It seems like nvtxNameCudaStreamA in CUDA 11.3.0 has an off by one bug of sorts. I have an application with three “compute” streams and one “data transfer” stream. I name the three compute streams “compute 1”, “compute 2”, and “compute 3”. I name the data transfer stream “data stream”. When I profile the app with nsys and open with nsight, I see the kernel activity on the three compute streams and the data transfer on the data transfer stream as expected, but compute stream 1 labeled with a default name, compute stream 2 is labeled with “compute 1”, compute stream 3 is labeled “compute 2”, and the data transfer stream is labeled “compute 3”. No streams are labeled with “data stream”. When I export to HDF5 I can see that the stream names are all present in the “TARGET_INFO_NVTX_CUDA_STREAM” dataset, but the corresponding “streamId” fields are all one higher than the values used in the “CUPTI_ACTIVITY_KIND_KERNEL” and “CUPTI_ACTIVITY_KIND_MEMCPY” datasets.
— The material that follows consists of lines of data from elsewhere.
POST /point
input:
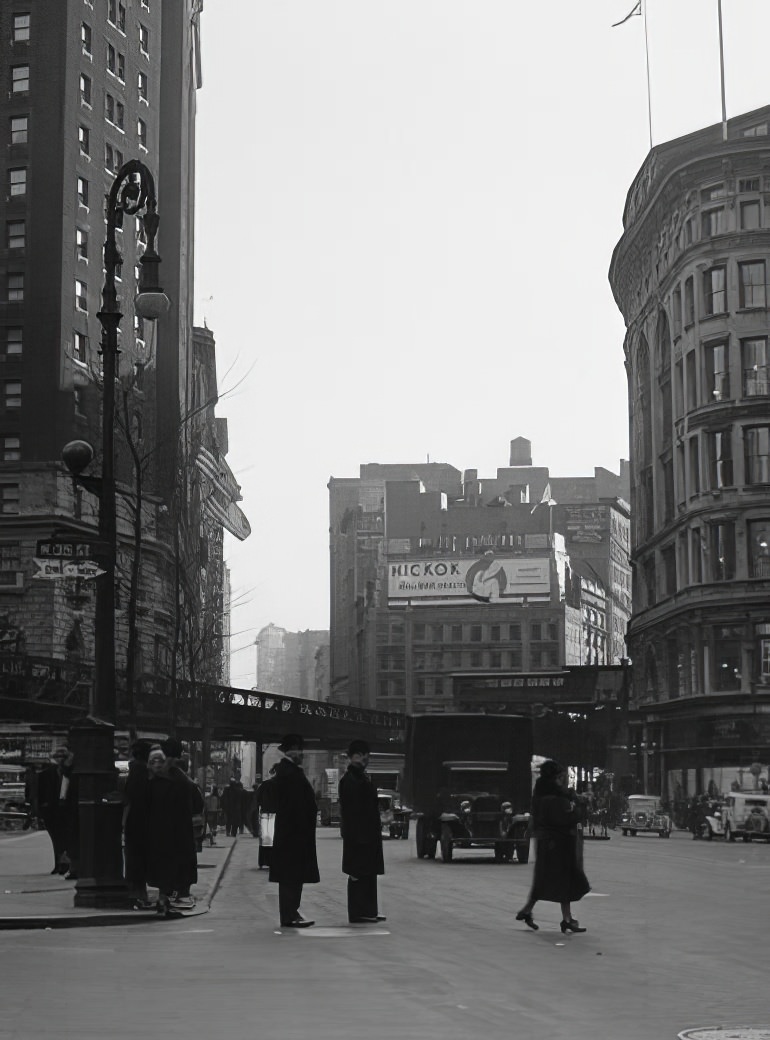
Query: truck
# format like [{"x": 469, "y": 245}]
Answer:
[{"x": 467, "y": 779}]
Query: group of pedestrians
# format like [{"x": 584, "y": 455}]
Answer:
[{"x": 292, "y": 857}]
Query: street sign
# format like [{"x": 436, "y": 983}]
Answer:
[{"x": 49, "y": 570}]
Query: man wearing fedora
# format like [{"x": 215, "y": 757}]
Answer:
[
  {"x": 293, "y": 862},
  {"x": 362, "y": 858}
]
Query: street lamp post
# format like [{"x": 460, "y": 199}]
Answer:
[{"x": 100, "y": 864}]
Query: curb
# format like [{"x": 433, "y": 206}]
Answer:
[{"x": 110, "y": 918}]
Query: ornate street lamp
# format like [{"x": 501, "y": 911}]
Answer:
[{"x": 100, "y": 866}]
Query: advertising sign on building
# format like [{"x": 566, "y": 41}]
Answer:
[{"x": 487, "y": 579}]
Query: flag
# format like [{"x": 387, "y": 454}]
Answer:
[
  {"x": 545, "y": 500},
  {"x": 637, "y": 9}
]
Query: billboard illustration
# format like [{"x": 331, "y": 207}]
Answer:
[{"x": 487, "y": 579}]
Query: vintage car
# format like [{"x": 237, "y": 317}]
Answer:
[
  {"x": 483, "y": 822},
  {"x": 746, "y": 815},
  {"x": 645, "y": 813},
  {"x": 393, "y": 816}
]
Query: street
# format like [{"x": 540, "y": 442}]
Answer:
[{"x": 675, "y": 939}]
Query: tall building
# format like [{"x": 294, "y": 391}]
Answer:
[
  {"x": 690, "y": 277},
  {"x": 85, "y": 86},
  {"x": 294, "y": 664},
  {"x": 441, "y": 580}
]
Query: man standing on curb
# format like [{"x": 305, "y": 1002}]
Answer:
[
  {"x": 293, "y": 862},
  {"x": 362, "y": 858}
]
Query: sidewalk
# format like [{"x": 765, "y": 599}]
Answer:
[{"x": 32, "y": 898}]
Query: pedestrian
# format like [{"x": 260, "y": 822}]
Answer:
[
  {"x": 266, "y": 808},
  {"x": 362, "y": 856},
  {"x": 558, "y": 876},
  {"x": 212, "y": 813},
  {"x": 293, "y": 861},
  {"x": 52, "y": 793},
  {"x": 232, "y": 806},
  {"x": 172, "y": 865},
  {"x": 134, "y": 824}
]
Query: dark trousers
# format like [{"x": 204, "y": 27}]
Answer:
[
  {"x": 289, "y": 897},
  {"x": 362, "y": 898}
]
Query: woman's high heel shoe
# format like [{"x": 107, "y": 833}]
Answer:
[
  {"x": 570, "y": 926},
  {"x": 525, "y": 916}
]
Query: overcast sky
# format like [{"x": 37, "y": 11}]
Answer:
[{"x": 406, "y": 213}]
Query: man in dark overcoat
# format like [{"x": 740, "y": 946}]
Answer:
[
  {"x": 362, "y": 858},
  {"x": 293, "y": 862}
]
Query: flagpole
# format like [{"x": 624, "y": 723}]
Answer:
[
  {"x": 721, "y": 71},
  {"x": 643, "y": 8}
]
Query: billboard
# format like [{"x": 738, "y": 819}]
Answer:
[{"x": 485, "y": 578}]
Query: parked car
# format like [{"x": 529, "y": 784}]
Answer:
[
  {"x": 746, "y": 814},
  {"x": 393, "y": 816},
  {"x": 645, "y": 813}
]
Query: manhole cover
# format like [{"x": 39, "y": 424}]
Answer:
[{"x": 726, "y": 1033}]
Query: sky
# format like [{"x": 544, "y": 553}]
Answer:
[{"x": 406, "y": 212}]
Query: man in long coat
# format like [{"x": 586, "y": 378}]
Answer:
[
  {"x": 293, "y": 862},
  {"x": 362, "y": 858}
]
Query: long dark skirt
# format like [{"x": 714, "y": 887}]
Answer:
[{"x": 559, "y": 876}]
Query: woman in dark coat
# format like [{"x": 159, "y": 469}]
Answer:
[
  {"x": 172, "y": 864},
  {"x": 293, "y": 861},
  {"x": 558, "y": 876},
  {"x": 362, "y": 858}
]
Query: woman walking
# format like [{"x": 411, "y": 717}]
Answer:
[{"x": 558, "y": 876}]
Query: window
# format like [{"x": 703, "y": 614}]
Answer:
[
  {"x": 759, "y": 548},
  {"x": 18, "y": 181},
  {"x": 19, "y": 128},
  {"x": 85, "y": 89},
  {"x": 11, "y": 452},
  {"x": 690, "y": 301},
  {"x": 20, "y": 79},
  {"x": 751, "y": 284},
  {"x": 754, "y": 364},
  {"x": 720, "y": 459},
  {"x": 676, "y": 310},
  {"x": 14, "y": 341},
  {"x": 21, "y": 28},
  {"x": 750, "y": 215},
  {"x": 715, "y": 291},
  {"x": 81, "y": 243},
  {"x": 713, "y": 223},
  {"x": 16, "y": 287},
  {"x": 693, "y": 448},
  {"x": 81, "y": 295},
  {"x": 717, "y": 374},
  {"x": 756, "y": 455},
  {"x": 13, "y": 393},
  {"x": 8, "y": 498},
  {"x": 16, "y": 234}
]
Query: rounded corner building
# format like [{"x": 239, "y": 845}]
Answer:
[{"x": 690, "y": 276}]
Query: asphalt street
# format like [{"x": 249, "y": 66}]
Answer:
[{"x": 676, "y": 938}]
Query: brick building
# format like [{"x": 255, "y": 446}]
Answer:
[
  {"x": 437, "y": 576},
  {"x": 690, "y": 277},
  {"x": 84, "y": 86}
]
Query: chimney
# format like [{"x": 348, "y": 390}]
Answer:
[{"x": 520, "y": 451}]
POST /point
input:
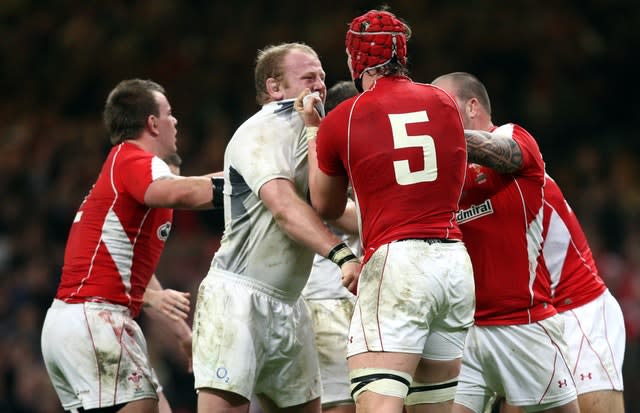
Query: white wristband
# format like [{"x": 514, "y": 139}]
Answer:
[{"x": 311, "y": 132}]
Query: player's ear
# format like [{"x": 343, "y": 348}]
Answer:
[
  {"x": 274, "y": 89},
  {"x": 472, "y": 107},
  {"x": 152, "y": 125}
]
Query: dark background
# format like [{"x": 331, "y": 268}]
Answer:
[{"x": 565, "y": 70}]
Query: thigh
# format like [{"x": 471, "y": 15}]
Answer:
[
  {"x": 228, "y": 336},
  {"x": 290, "y": 375},
  {"x": 596, "y": 341},
  {"x": 96, "y": 356},
  {"x": 531, "y": 362},
  {"x": 401, "y": 291},
  {"x": 330, "y": 325}
]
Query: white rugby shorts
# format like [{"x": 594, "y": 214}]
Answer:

For example, the kernels on the compute streams have streamID values 14, 15, 16, and the memcpy on the data transfer stream as streamId value 17, but the four named streams in TARGET_INFO_NVTX_CUDA_STREAM have stream IDs 15 (compute 1), 16 (compute 2), 17 (compute 3), and 18 (data stream).
I don’t see how I could possibly manage to get things “off-by-one” since I’m only working with
cudaStream_t types. Has anyone else noticed this problem?